A number of the Charleston-bred musicians on the bill included Cary Ann Hearst and Michael Trent of Shovels & Rope, Jack Burg of Punks & Snakes, Josh Kaler and Michael Flynn of Slow Runner, and the star of the night, Vaden, the guitarist now playing with Jason Isbell who used the show as a sort of bachelor party to celebrate the best way he knew how: with friends and good old fashion rock-n-roll covers.
All of these musicians in the Shrimp Records group found their footing in the music biz by playing local bars and smaller venues such as the Pour House, and recording with each others’ equipment and artistic input. These days, it’s rare to see any of these talented players at a venue as intimate and laid-back as the James Island club.
So it was a treat to say the least to see them all sharing a small stage again, laughing and belting back-up vocals that nearly everybody in the audience could sing along to.
And then, as if the crowd wasn’t already feeling spoiled enough for paying $10 to see this much talent all at once, Vaden called his “good friend Jason Isbell” up on stage to play guitar with him to Neil Young’s “Keep on Rockin’ in the Free World.”
The last time Isbell played in town in November, he was sharing the stage with folk legend John Prine to a packed North Charleston Performing Arts Center. And months before that, he took home the awards for album, artist and song of the year at the 2014 Americana Music Awards.
About halfway through the song he sat in on, out came Kevn Kinney, the beloved frontman of the longtime southern rock group Drivin’ n Cryin’, to chime in on the vocals.
For the rest of the night, it was hard not to gawk at the stage as it became a showcase of the some of the top Americana performers in the Southeast, all in a casual setting that was so fitting for a Lowcountry reunion.
Sharing a microphone at the back of the stage was a visibly pregnant Hearst and her husband, Trent, and in front of them, Joel Hamilton of Mechanical River on saxophone, with Isbell on slide guitar, who was later joined by his wife, violinist Amanda Shires, who was also pregnant.
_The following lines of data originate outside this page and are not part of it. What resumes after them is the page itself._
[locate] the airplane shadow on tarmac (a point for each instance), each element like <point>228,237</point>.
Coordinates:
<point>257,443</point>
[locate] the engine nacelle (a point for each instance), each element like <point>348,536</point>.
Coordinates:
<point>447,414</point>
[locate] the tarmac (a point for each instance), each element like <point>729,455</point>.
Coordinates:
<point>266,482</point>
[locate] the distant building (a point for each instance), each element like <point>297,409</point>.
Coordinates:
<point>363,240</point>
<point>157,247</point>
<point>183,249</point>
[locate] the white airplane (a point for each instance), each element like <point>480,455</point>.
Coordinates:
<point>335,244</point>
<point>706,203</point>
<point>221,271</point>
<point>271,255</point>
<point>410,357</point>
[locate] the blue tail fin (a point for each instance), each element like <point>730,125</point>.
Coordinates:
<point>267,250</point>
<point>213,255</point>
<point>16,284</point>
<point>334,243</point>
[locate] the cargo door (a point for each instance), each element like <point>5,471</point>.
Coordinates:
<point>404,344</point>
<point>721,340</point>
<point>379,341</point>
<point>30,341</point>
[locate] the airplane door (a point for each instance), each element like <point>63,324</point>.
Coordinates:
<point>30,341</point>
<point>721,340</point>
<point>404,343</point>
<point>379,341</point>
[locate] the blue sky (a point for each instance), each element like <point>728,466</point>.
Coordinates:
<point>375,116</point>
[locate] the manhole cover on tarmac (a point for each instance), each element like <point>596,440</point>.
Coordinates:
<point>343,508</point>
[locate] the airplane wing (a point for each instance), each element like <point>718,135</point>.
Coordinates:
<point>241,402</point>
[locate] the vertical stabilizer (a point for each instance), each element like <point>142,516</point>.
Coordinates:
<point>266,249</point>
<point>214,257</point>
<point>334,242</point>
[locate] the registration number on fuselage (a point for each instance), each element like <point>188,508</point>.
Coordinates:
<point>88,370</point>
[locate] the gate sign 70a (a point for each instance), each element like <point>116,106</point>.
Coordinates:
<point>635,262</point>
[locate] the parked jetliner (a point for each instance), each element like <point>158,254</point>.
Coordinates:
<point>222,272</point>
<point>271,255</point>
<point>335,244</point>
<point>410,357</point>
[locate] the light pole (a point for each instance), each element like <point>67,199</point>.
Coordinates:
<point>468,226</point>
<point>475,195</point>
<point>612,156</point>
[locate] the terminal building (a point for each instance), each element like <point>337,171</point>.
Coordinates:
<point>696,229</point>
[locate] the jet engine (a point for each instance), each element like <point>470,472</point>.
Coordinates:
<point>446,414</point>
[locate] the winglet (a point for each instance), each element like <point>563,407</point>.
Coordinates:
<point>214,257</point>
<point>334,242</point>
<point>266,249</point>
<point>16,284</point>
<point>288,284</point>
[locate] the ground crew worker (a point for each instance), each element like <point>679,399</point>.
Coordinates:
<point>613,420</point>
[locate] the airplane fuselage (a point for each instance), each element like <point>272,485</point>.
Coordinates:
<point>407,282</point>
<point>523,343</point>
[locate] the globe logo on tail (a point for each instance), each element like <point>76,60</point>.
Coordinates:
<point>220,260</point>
Hearst joked that it was a historical moment in Pour House history for having “two pregnant women on stage at once.”
But of course, it was memorable for a slew of other obvious reasons, too.
For many in the audience, it truly felt like these musicians who came up together in Charleston wouldn’t forget their roots no matter how many sold-out arenas their successful careers would take them to. It was a mix of hometown pride, gratitude, and sheer awe at the talent that had been sparked years ago in this unique little corner of the world.